Mixed sports, such as football, netball and rugby conferred a greater AF risk than endurance sports like cycling, running, swimming, Nordic skiing, orienteering and rowing.

“The mechanisms by which exercise training increases the risk of AF are complex and speculative, but may include atrial dilation, adrenergic activation, vagal tone, chronic inflammation, pulmonary foci and interstitial fibrosis,” the study authors said in the British Journal of Sports Medicine.


DOACs could replace warfarin in heart pumps

DOACs could potentially replace warfarin as the anticoagulants used in a left ventricular assist device for heart failure, an Australian study suggests.
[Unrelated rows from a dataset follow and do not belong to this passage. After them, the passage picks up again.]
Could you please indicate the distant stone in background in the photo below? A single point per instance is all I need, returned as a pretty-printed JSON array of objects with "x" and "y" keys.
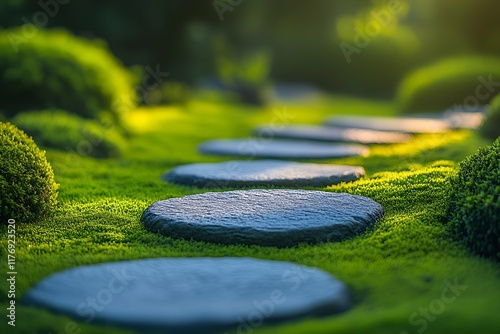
[
  {"x": 459, "y": 117},
  {"x": 406, "y": 124},
  {"x": 281, "y": 149},
  {"x": 192, "y": 295},
  {"x": 332, "y": 134},
  {"x": 272, "y": 217},
  {"x": 262, "y": 173}
]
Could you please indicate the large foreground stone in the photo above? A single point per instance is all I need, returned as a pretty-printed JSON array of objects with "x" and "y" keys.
[
  {"x": 280, "y": 149},
  {"x": 262, "y": 173},
  {"x": 406, "y": 124},
  {"x": 332, "y": 134},
  {"x": 270, "y": 217},
  {"x": 194, "y": 295}
]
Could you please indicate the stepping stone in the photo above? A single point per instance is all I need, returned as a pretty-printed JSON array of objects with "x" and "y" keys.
[
  {"x": 464, "y": 120},
  {"x": 281, "y": 149},
  {"x": 331, "y": 134},
  {"x": 407, "y": 124},
  {"x": 459, "y": 118},
  {"x": 192, "y": 295},
  {"x": 272, "y": 217},
  {"x": 262, "y": 173}
]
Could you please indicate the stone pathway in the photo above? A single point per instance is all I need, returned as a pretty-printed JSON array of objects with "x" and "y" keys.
[
  {"x": 262, "y": 173},
  {"x": 407, "y": 125},
  {"x": 281, "y": 149},
  {"x": 192, "y": 295},
  {"x": 332, "y": 134},
  {"x": 273, "y": 217}
]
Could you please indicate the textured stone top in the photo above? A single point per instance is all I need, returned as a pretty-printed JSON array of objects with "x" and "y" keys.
[
  {"x": 332, "y": 134},
  {"x": 280, "y": 149},
  {"x": 272, "y": 217},
  {"x": 262, "y": 173},
  {"x": 406, "y": 124},
  {"x": 193, "y": 295}
]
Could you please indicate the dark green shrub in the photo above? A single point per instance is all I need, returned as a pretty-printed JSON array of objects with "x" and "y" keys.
[
  {"x": 27, "y": 186},
  {"x": 491, "y": 125},
  {"x": 448, "y": 83},
  {"x": 474, "y": 210},
  {"x": 63, "y": 131},
  {"x": 54, "y": 69}
]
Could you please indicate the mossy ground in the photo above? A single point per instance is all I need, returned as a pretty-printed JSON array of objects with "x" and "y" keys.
[{"x": 395, "y": 272}]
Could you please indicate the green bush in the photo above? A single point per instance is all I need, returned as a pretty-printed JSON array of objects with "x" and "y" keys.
[
  {"x": 27, "y": 186},
  {"x": 474, "y": 210},
  {"x": 63, "y": 131},
  {"x": 448, "y": 83},
  {"x": 491, "y": 125},
  {"x": 54, "y": 69}
]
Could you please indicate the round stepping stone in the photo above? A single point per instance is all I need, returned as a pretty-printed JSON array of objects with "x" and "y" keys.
[
  {"x": 272, "y": 217},
  {"x": 281, "y": 149},
  {"x": 406, "y": 124},
  {"x": 457, "y": 118},
  {"x": 195, "y": 295},
  {"x": 331, "y": 134},
  {"x": 262, "y": 173}
]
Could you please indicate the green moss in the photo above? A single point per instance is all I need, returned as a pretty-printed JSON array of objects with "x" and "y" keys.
[
  {"x": 491, "y": 126},
  {"x": 60, "y": 130},
  {"x": 53, "y": 69},
  {"x": 27, "y": 183},
  {"x": 448, "y": 83},
  {"x": 475, "y": 204}
]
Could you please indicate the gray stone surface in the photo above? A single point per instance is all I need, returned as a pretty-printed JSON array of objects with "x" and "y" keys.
[
  {"x": 280, "y": 149},
  {"x": 406, "y": 125},
  {"x": 273, "y": 217},
  {"x": 193, "y": 295},
  {"x": 464, "y": 120},
  {"x": 332, "y": 134},
  {"x": 262, "y": 173}
]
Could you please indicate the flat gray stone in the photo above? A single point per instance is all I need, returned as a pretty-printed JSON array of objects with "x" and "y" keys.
[
  {"x": 406, "y": 124},
  {"x": 262, "y": 173},
  {"x": 332, "y": 134},
  {"x": 192, "y": 295},
  {"x": 272, "y": 217},
  {"x": 458, "y": 118},
  {"x": 464, "y": 120},
  {"x": 281, "y": 149}
]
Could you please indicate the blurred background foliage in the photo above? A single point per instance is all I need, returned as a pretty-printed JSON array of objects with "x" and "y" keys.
[{"x": 248, "y": 45}]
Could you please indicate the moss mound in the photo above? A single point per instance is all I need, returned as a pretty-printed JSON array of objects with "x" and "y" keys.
[
  {"x": 61, "y": 130},
  {"x": 449, "y": 83},
  {"x": 27, "y": 183},
  {"x": 474, "y": 210},
  {"x": 54, "y": 69},
  {"x": 491, "y": 125}
]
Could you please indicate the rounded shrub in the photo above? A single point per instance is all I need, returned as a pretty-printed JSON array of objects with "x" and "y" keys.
[
  {"x": 61, "y": 130},
  {"x": 27, "y": 186},
  {"x": 53, "y": 69},
  {"x": 491, "y": 125},
  {"x": 474, "y": 210},
  {"x": 449, "y": 83}
]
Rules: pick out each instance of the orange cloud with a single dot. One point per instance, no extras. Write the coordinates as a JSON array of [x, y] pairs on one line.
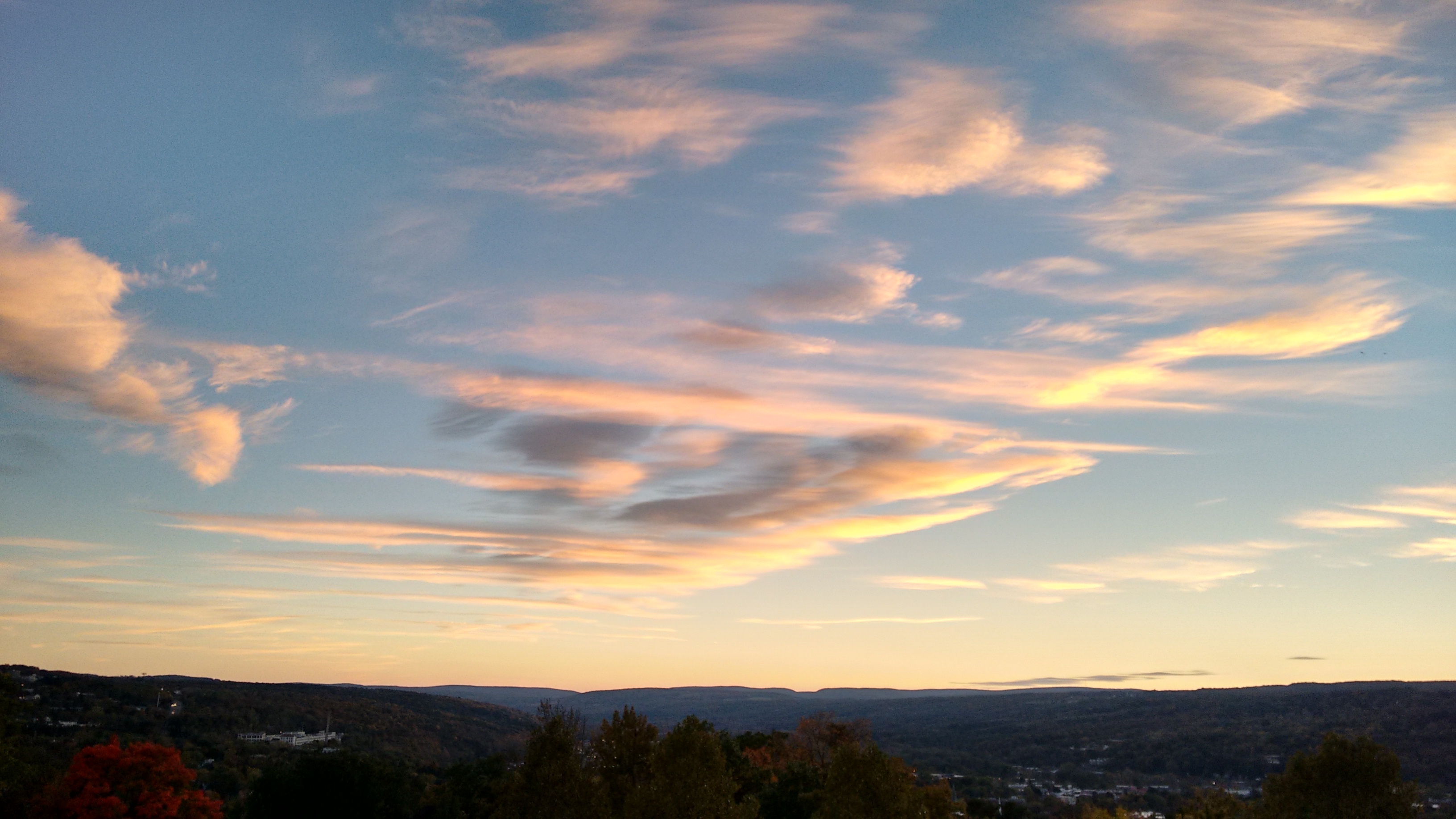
[[1142, 227], [1419, 171], [62, 337], [930, 583]]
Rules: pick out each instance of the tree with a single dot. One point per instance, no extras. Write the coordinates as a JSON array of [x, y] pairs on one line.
[[1343, 780], [552, 782], [468, 790], [140, 782], [691, 779], [18, 776], [316, 786], [622, 751], [865, 783]]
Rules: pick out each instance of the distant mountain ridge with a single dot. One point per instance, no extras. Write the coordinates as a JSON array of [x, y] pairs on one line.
[[528, 699], [1212, 732]]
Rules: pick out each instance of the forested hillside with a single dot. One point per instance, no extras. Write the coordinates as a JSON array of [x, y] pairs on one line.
[[59, 713], [1244, 732]]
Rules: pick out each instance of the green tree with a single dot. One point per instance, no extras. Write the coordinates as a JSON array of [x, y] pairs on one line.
[[691, 779], [554, 782], [867, 783], [328, 786], [18, 776], [937, 802], [1343, 780], [622, 753], [468, 790]]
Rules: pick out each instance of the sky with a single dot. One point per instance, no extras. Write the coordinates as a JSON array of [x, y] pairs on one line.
[[647, 343]]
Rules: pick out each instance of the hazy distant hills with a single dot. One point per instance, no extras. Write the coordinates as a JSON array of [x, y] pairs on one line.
[[1242, 732], [670, 702], [1238, 732]]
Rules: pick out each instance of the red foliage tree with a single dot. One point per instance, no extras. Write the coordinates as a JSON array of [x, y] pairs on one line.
[[140, 782]]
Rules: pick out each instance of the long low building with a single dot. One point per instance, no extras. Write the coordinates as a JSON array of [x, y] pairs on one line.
[[290, 738]]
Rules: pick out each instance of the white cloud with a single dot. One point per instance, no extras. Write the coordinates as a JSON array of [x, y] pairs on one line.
[[1336, 519], [945, 130], [847, 294], [928, 583], [1242, 63], [1419, 171], [1142, 227], [1439, 548], [62, 336], [1190, 567]]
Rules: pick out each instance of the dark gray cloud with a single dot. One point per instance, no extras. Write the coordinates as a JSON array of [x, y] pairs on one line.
[[462, 420], [551, 439], [1043, 681], [732, 336], [717, 509], [844, 294]]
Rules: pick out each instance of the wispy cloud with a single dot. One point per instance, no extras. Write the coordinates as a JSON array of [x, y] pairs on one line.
[[925, 583], [1148, 227], [945, 130], [1241, 63], [848, 294], [861, 620], [1438, 548], [1417, 171], [63, 337], [1336, 519], [640, 92], [1436, 502], [1196, 567]]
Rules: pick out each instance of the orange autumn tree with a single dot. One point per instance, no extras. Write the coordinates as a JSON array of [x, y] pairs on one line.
[[140, 782]]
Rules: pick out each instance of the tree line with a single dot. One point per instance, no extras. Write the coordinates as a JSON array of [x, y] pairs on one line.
[[627, 769]]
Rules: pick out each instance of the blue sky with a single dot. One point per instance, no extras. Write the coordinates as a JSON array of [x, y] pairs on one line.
[[643, 343]]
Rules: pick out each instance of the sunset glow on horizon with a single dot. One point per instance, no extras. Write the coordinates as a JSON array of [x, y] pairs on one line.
[[637, 343]]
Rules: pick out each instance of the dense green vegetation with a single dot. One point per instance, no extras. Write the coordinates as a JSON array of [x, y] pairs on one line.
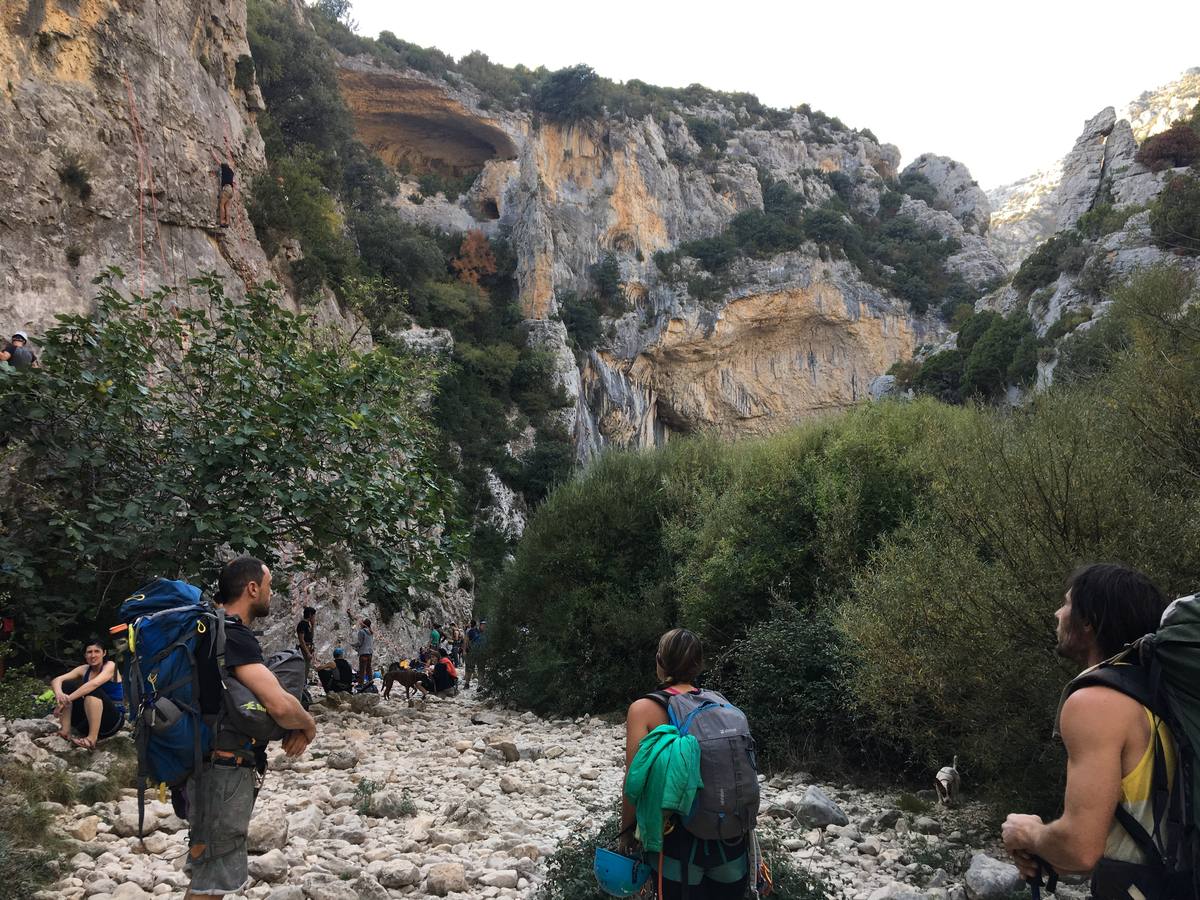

In vitro tests conducted by researchers at the Heart and Lung Transplant Unit, St. Vincent’s Hospital, Sydney, showed that apixaban was at least as effective as warfarin in preventing thrombus formation when used under simulated conditions in a continuous flow HeartWare left ventricular assist device.

The DOAC had a similar haemostatic profile to warfarin, and high-dose apixaban was not associated with pump clot, the study showed. Thrombosis findings were also similar to the aggregation assays that were performed. There also appeared to be reduced haemolysis with stable pump function in the apixaban and warfarin groups when compared with the control, aspirin, and dabigatran groups.

The investigators said the safe use of DOACs would represent a step forward for left ventricular assist device patients. but further evaluation was needed before changes to clinical recommendations can be made.


Call for Medicare review of procedural specialist incomes

Procedural specialists are overpaid compared to other specialists and there needs to be a review of the inequities in the Medicare Benefits Schedule, according to two senior physicians.

The high incomes for procedural specialists are not justified by their long years of training, level of skill or the hours worked compared to other physicians or GPs, according to Dr Kerry Breen and Dr Kerry Goulston.

Writing in Pearls and Irritations, they say the imbalance in incomes between specialties has become wider and more distorted in recent years because of a flaw in the original MBS when Medicare was set up favoured procedural work over consultations.

The distortion is now deterring medical graduates from working in low income specialities, and there is an urgent need for the federal health department to commission a new study to review the 2005 Productivity Commission report on how to address  the income bias.

“Such a study should also be invited to examine whether the earning differentials between various groups of doctors are justifiable and are in the best interests of the health care system and patients,” they suggest.